立ち上がった男の身長は180cm以上はある。細身に見えた身体も意外と引き締まっていたようだ。なんとか立ち上がらせたものの、肩で息をしつつ壁にもたれている。気品を感じるその立ち姿に、あれこれと詮索したくなるが、……きっと答えてはくれないだろう。自分のコートが血で濡れるのにも構わずその長駆を支え、歩き出す。
……無口な人だ。何も言わず、苦しげな吐息だけが頭上から聞こえる。何度も壁にもたれて休憩を取りながら進む。ふらつく大きな身体を支えるのも一苦労だ。だんだん足取りが重くなる。あと少し、耐えてもらわないと。何度目かの休憩の時、名を尋ねるが、返事がない。意識が朦朧としているのかと思い顔を見上げると、
「……カミロ・レヴァンテ」
と、こちらを見ずに小さな声で答えたあと、わずかに目を伏せ顔を背けた。
……多分、偽名。気付かないふりをして「そう、良い名前」と何事もないように返事をすると、微かに息を呑む声が聞こえた。……偽名を答えたことに、罪悪感でも覚えたのだろうか。あんな場所に血だらけで座り込み、近づいた私を鋭く睨みつけた冷たく獰猛な目。普通の、大手を振って明るい太陽の下を歩ける人間ではないことは明らかだ。だけどなぜか私には、彼が心からの悪人であるとはどうしても思えなかった。
「エリナ……! お願い、来て!」
何とか屋敷にたどり着き、カミロを支えながら扉を開いて、住み込みで働く使用人の名を大きな声で呼ぶ。彼女はここで働く前、医療の道へ進むための学校に通っていたと聞いたことがある。
「
小言を言いながらパタパタと小走りでこちらに来た彼女は、私とカミロをみて目を見開く。
「ごめん、この人、怪我してて……!」
「……こちらへ!」
カミロの怪我の程度を見て取ったのか、何も聞かずに一緒に客間へ連れて行く。寝台へ寝かせると、エリナはすぐに医療キットの準備を始めた。

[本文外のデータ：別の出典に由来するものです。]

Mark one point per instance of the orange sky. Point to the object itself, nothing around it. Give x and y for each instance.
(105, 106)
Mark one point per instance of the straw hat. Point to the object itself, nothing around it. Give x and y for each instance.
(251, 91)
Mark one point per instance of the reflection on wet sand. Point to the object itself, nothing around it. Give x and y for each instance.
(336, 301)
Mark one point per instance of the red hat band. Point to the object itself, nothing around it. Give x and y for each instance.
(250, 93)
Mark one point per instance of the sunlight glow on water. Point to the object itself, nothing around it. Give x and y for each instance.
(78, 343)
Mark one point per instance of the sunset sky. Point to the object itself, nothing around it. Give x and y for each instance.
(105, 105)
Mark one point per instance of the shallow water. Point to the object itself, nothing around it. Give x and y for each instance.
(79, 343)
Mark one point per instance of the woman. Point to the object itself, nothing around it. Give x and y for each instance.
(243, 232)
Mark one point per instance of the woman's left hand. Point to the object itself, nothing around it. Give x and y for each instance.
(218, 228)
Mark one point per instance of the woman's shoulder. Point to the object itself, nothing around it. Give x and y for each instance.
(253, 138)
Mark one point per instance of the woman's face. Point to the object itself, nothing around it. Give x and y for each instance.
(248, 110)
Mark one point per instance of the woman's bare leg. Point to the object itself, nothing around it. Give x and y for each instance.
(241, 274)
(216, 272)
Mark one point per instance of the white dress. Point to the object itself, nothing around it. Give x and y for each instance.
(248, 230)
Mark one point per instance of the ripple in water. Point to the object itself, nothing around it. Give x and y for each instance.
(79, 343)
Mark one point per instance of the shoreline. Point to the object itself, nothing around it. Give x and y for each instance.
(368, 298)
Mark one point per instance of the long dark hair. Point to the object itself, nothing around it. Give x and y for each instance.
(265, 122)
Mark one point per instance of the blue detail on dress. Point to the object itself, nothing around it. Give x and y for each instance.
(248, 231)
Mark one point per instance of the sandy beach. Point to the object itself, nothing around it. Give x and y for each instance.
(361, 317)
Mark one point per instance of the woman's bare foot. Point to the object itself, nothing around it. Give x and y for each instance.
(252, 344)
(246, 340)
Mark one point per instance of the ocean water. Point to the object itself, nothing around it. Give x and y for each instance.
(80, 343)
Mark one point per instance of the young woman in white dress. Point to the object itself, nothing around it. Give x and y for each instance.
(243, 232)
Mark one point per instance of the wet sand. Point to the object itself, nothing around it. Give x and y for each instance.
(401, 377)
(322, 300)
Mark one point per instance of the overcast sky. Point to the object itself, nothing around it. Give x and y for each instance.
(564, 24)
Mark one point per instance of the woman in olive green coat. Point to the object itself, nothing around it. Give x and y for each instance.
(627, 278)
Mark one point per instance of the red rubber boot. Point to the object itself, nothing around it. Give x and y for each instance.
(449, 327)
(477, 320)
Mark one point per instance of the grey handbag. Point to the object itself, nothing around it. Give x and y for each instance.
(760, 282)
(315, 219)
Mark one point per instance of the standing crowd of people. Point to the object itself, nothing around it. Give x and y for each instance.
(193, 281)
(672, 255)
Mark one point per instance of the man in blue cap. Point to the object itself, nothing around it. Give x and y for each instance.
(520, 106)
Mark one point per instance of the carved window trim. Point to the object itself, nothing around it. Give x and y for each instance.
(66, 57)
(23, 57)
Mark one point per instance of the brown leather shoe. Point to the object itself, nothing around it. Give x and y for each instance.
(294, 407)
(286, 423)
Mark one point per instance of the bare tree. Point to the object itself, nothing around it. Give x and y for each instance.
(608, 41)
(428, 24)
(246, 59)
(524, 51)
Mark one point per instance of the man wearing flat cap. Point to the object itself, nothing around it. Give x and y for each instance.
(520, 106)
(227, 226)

もう大丈夫……。彼女に全幅の信頼を寄せている私は、安堵と疲れからその場にヘナヘナと座り込んでしまった。
「詳しいことは、後でお聞きします。今はその汚れた服を脱いで、シャワーでも浴びてきてくださいな」
テキパキと処置を進めながら、こちらに微笑みかけるエリナ。
「……うん、ありがとう、エリナ。お願いします」
そう言って気力を奮い立たせて立ち上がり、部屋を出る前にそっとカミロを見る。体力の限界だったようで、目を閉じてぐったりと寝台に身体を沈めている。灯りの下ではっきりと見る彼の顔は病的なまでに青白いが、その冷たい彫刻のような整った顔立ちに目を奪われる。やはり隠しきれない気高さのようなものが感じられる。
……やっぱり、彼は何かが違う。こんな風に、ボロボロになって生きる世界の人間だとはどうしても思えない。あれこれと思案しながら、そっと部屋をあとにした。